On appeal from the Division of Workers' Compensation.

The opinion of the court was delivered by: Lintner, J.A.D.



Argued January 30, 2006

Before Judges Cuff, Lintner and Gilroy.*fn1

Petitioner, Wayne Wood, suffered a compensable injury. An Order Approving Settlement was entered on June 25, 2002, awarding him 100% of total permanent disability with second injury fund participation, N.J.S.A. 34:15-95. At the time of his injury, Wayne's wages were $900 per week, entitling him to a compensation rate from respondent, Jackson Township, of $539 per week for 225 weeks, commencing March 19, 2002, and ending July 11, 2006. Because Wayne was receiving Social Security disability benefits, respondent was entitled to a credit, pursuant to N.J.S.A. 34:15-95.5, in the amount of $155.41 per week, thus reducing Wayne's award to $383.59 for the designated period. The June 2002 Order Approving Settlement reflected the Social Security Disability benefits offset.

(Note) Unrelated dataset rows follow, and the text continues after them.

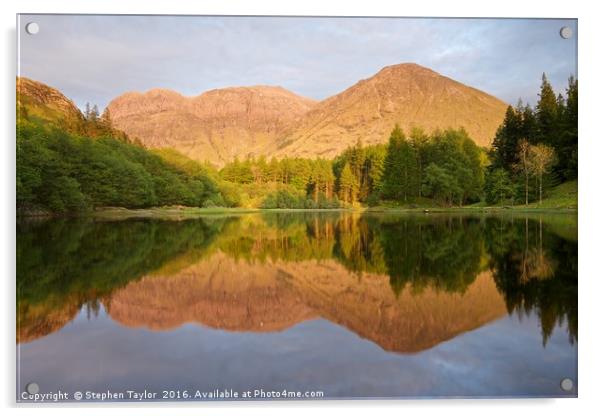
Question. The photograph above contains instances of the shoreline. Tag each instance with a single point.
(191, 212)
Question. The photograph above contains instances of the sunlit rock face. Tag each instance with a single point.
(223, 124)
(216, 126)
(223, 293)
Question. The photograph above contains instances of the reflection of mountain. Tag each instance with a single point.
(222, 293)
(35, 321)
(405, 282)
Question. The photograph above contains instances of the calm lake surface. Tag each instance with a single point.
(347, 304)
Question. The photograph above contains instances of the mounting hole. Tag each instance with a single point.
(566, 32)
(32, 388)
(566, 384)
(32, 28)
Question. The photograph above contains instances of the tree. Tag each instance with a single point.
(399, 176)
(505, 142)
(105, 119)
(498, 186)
(542, 158)
(547, 113)
(420, 141)
(348, 185)
(524, 165)
(440, 184)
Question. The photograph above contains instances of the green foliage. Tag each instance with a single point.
(499, 187)
(60, 172)
(553, 122)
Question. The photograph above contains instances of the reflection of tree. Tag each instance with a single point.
(440, 252)
(536, 271)
(65, 264)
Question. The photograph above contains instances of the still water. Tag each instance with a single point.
(333, 304)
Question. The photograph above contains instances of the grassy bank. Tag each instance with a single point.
(561, 199)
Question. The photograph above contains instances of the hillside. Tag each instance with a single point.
(407, 94)
(223, 124)
(216, 126)
(38, 100)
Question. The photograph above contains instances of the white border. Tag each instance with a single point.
(589, 201)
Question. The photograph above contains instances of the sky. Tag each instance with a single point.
(96, 58)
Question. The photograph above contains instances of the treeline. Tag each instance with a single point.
(304, 183)
(446, 166)
(534, 148)
(62, 172)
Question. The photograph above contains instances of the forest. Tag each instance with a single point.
(62, 170)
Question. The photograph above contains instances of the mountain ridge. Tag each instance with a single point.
(220, 125)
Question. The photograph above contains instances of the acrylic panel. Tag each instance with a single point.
(295, 208)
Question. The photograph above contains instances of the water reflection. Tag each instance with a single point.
(406, 283)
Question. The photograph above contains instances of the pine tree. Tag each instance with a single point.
(106, 118)
(347, 185)
(547, 114)
(392, 187)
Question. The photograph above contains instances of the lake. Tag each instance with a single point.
(320, 304)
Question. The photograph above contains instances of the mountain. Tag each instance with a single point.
(217, 125)
(35, 99)
(222, 124)
(407, 94)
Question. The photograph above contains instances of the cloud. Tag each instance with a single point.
(96, 58)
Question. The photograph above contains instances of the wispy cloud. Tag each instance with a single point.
(96, 58)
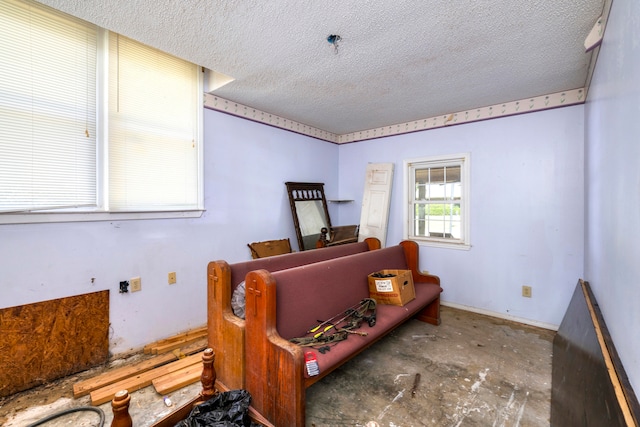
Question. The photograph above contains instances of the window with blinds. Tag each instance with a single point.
(68, 146)
(437, 200)
(47, 109)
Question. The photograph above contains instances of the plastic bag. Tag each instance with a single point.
(228, 409)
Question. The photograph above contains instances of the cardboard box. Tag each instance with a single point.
(394, 290)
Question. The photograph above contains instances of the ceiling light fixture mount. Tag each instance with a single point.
(334, 39)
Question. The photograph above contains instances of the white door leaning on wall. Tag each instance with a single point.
(374, 215)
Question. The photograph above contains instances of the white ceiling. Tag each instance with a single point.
(398, 60)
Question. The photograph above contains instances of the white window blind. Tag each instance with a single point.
(153, 128)
(47, 109)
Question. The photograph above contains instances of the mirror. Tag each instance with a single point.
(309, 210)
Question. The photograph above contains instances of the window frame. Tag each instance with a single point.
(101, 211)
(410, 165)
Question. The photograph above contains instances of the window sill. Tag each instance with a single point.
(45, 217)
(442, 244)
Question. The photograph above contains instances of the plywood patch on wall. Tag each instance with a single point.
(44, 341)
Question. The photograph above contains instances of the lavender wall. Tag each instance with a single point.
(612, 135)
(246, 165)
(527, 207)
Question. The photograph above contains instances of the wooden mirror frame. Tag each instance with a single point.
(304, 192)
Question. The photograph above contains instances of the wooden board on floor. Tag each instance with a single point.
(48, 340)
(178, 379)
(171, 343)
(105, 394)
(85, 387)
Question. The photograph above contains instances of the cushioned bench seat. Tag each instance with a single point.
(285, 304)
(225, 329)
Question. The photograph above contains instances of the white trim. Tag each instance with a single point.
(214, 102)
(520, 106)
(44, 217)
(543, 325)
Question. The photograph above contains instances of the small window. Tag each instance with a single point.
(437, 200)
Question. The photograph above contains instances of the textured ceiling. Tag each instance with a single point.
(397, 61)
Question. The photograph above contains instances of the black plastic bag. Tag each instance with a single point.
(228, 409)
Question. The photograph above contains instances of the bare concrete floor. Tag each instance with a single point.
(474, 370)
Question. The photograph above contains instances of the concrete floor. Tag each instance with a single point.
(474, 371)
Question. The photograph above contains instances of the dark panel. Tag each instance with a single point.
(582, 391)
(44, 341)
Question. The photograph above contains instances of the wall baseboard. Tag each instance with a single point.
(510, 317)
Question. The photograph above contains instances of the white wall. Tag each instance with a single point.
(527, 209)
(612, 136)
(246, 165)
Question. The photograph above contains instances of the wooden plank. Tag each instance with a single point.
(82, 388)
(199, 332)
(178, 379)
(589, 386)
(47, 340)
(172, 346)
(196, 347)
(105, 394)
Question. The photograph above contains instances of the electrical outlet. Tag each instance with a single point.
(171, 277)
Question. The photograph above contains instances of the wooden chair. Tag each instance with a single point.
(339, 235)
(269, 248)
(121, 400)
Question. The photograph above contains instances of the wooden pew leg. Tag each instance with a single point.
(120, 407)
(431, 313)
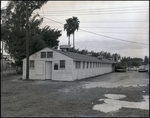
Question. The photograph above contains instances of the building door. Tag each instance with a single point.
(48, 70)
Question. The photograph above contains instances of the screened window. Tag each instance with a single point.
(77, 64)
(87, 64)
(49, 54)
(90, 64)
(83, 64)
(43, 54)
(55, 66)
(31, 63)
(62, 63)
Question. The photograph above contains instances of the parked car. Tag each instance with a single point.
(120, 69)
(142, 69)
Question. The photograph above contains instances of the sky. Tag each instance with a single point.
(108, 25)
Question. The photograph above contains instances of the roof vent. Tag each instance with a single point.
(100, 57)
(64, 48)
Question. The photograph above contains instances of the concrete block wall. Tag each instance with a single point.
(81, 72)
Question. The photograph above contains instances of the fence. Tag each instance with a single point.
(9, 69)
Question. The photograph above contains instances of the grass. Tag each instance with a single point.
(48, 99)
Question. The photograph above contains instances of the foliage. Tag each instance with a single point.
(146, 60)
(14, 30)
(71, 25)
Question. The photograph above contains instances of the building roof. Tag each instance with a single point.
(82, 57)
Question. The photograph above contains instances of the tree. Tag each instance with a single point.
(68, 29)
(14, 30)
(145, 60)
(116, 57)
(71, 25)
(75, 26)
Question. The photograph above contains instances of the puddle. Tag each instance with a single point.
(109, 85)
(113, 96)
(113, 104)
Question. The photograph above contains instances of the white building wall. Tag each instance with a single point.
(39, 73)
(80, 73)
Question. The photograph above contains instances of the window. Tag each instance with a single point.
(55, 66)
(77, 64)
(87, 64)
(43, 54)
(49, 54)
(62, 63)
(31, 63)
(83, 64)
(90, 64)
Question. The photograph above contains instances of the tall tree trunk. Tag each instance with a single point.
(69, 42)
(73, 42)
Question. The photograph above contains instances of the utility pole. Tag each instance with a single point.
(2, 59)
(27, 42)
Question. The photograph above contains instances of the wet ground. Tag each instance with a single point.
(111, 95)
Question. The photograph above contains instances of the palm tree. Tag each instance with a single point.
(71, 25)
(75, 26)
(68, 28)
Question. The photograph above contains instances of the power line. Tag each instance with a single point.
(108, 21)
(102, 35)
(113, 37)
(108, 27)
(59, 12)
(100, 13)
(99, 8)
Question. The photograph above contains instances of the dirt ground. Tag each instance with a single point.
(21, 98)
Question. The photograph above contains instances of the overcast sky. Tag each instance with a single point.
(123, 20)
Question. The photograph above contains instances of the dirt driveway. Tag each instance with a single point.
(76, 99)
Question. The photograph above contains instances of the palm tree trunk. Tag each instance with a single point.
(69, 42)
(73, 42)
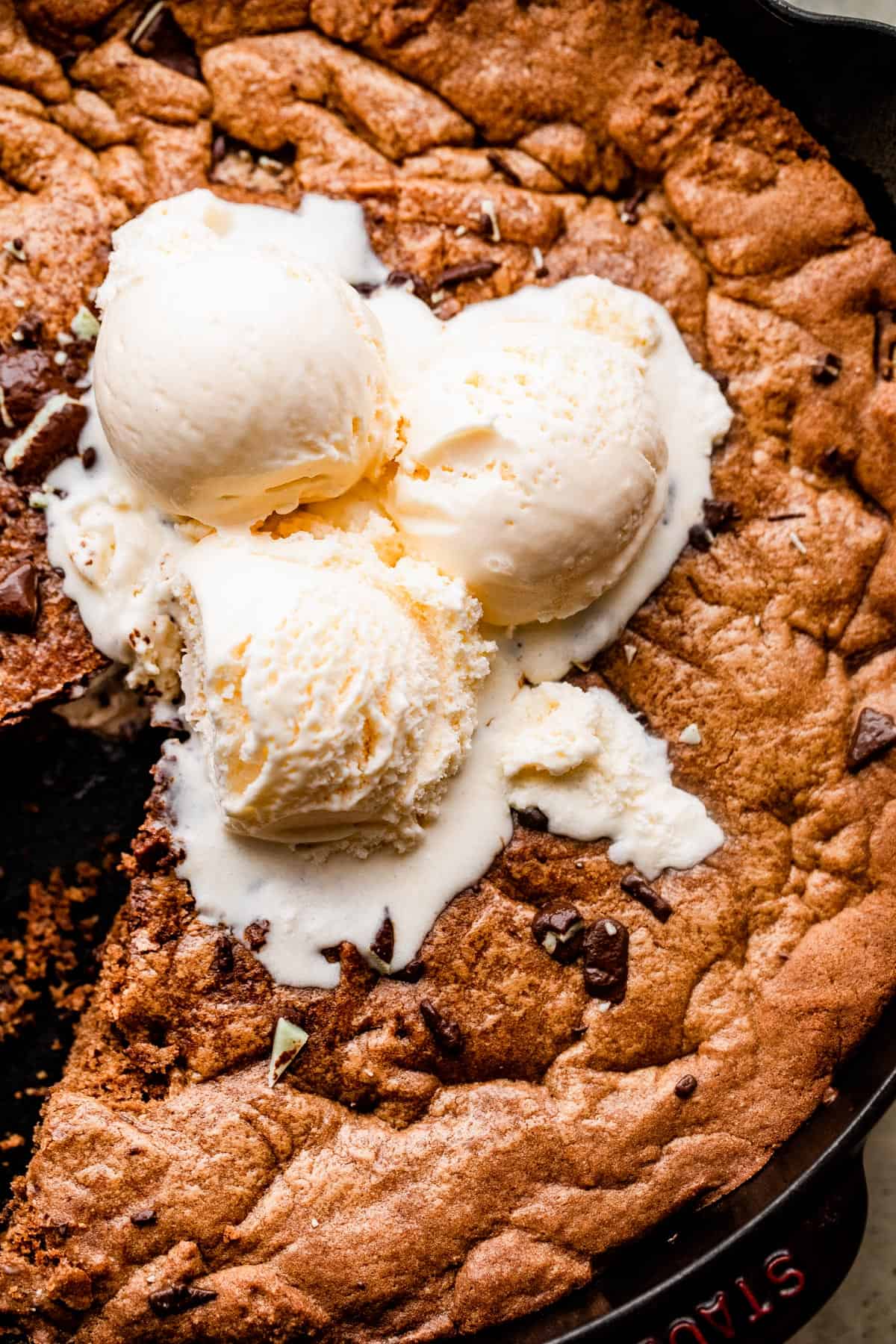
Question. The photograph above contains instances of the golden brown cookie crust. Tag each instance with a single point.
(390, 1187)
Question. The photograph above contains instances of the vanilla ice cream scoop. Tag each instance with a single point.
(535, 465)
(335, 694)
(234, 378)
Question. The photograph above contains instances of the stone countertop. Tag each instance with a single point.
(882, 10)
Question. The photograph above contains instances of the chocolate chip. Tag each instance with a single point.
(630, 214)
(635, 886)
(559, 930)
(410, 277)
(445, 1033)
(19, 598)
(411, 974)
(160, 37)
(529, 818)
(255, 934)
(181, 1297)
(721, 515)
(149, 848)
(28, 331)
(835, 461)
(886, 344)
(875, 732)
(467, 270)
(501, 166)
(827, 370)
(27, 379)
(606, 960)
(223, 957)
(383, 945)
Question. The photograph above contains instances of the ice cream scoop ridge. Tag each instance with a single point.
(234, 378)
(335, 694)
(535, 463)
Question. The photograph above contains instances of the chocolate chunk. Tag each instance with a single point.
(411, 974)
(827, 370)
(559, 929)
(160, 37)
(410, 277)
(635, 886)
(27, 379)
(223, 956)
(149, 848)
(19, 598)
(721, 515)
(606, 960)
(467, 270)
(383, 945)
(255, 934)
(529, 818)
(445, 1033)
(875, 732)
(630, 214)
(886, 344)
(501, 166)
(181, 1297)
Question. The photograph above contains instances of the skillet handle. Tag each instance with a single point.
(836, 74)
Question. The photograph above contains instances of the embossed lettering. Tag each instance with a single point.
(718, 1315)
(685, 1328)
(758, 1310)
(781, 1269)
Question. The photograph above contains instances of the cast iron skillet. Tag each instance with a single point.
(758, 1263)
(761, 1263)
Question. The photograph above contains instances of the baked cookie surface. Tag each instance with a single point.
(454, 1149)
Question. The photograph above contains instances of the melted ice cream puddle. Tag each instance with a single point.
(314, 903)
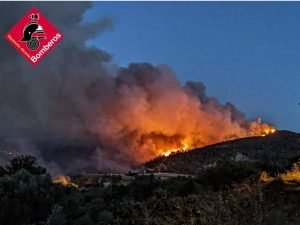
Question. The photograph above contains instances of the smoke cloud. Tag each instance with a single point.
(76, 95)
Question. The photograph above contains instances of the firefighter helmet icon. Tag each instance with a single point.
(32, 32)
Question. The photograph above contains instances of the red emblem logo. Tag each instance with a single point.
(34, 36)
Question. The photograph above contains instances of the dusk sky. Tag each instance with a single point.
(246, 53)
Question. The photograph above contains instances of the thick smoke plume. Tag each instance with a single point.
(130, 115)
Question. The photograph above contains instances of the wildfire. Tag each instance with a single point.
(166, 147)
(64, 180)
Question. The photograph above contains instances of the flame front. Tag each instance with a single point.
(149, 113)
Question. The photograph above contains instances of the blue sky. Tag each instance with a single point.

On February 8, 2003, Wayne died from causes unrelated to his injury. He was fifty-four years of age. Because Wayne had not reached the age of sixty-two, his Social Security Disability benefits terminated as of February 1, 2003. His widow, Patricia, applied to the Division of Workers' Compensation to modify the Order Approving Settlement, seeking to delete the $115.41 per week offset, requiring respondent to pay the full compensation rate for the remainder of the designated period. Respondent opposed Patricia's application, asserting that Patricia's rights derive from N.J.S.A. 34:15-12e, entitling her to "the remaining payments," thereby limiting her to the amount she was getting under the June 2003 Order Approving Settlement. The compensation judge disagreed and found that, under N.J.S.A. 34:15-13, Patricia was entitled to the full compensation rate Wayne would have received if his Social Security Disability had been terminated. On February 1, 2005, the judge entered an order requiring respondent to pay $539 per week from the date of petitioner's death until July 11, 2006.

On appeal, respondent reprises its argument previously made before the Division. Relying upon N.J.S.A. 34:15-12e, specifically the use of the words "remaining payments," respondent contends that Patricia is not entitled to a modification of the award to make up for the Social Security Benefits no longer received, but is instead limited to the "remaining payments" set forth in the initial award. We disagree and hold that the Social Security Benefits offset under N.J.S.A. 34:15-95.5 does not continue where petitioner's dependent no longer receives those benefits because they terminated on petitioner's death. Accordingly, we affirm the order requiring respondent to pay the full compensation rate from the date of petitioner's death through the end of the designated period.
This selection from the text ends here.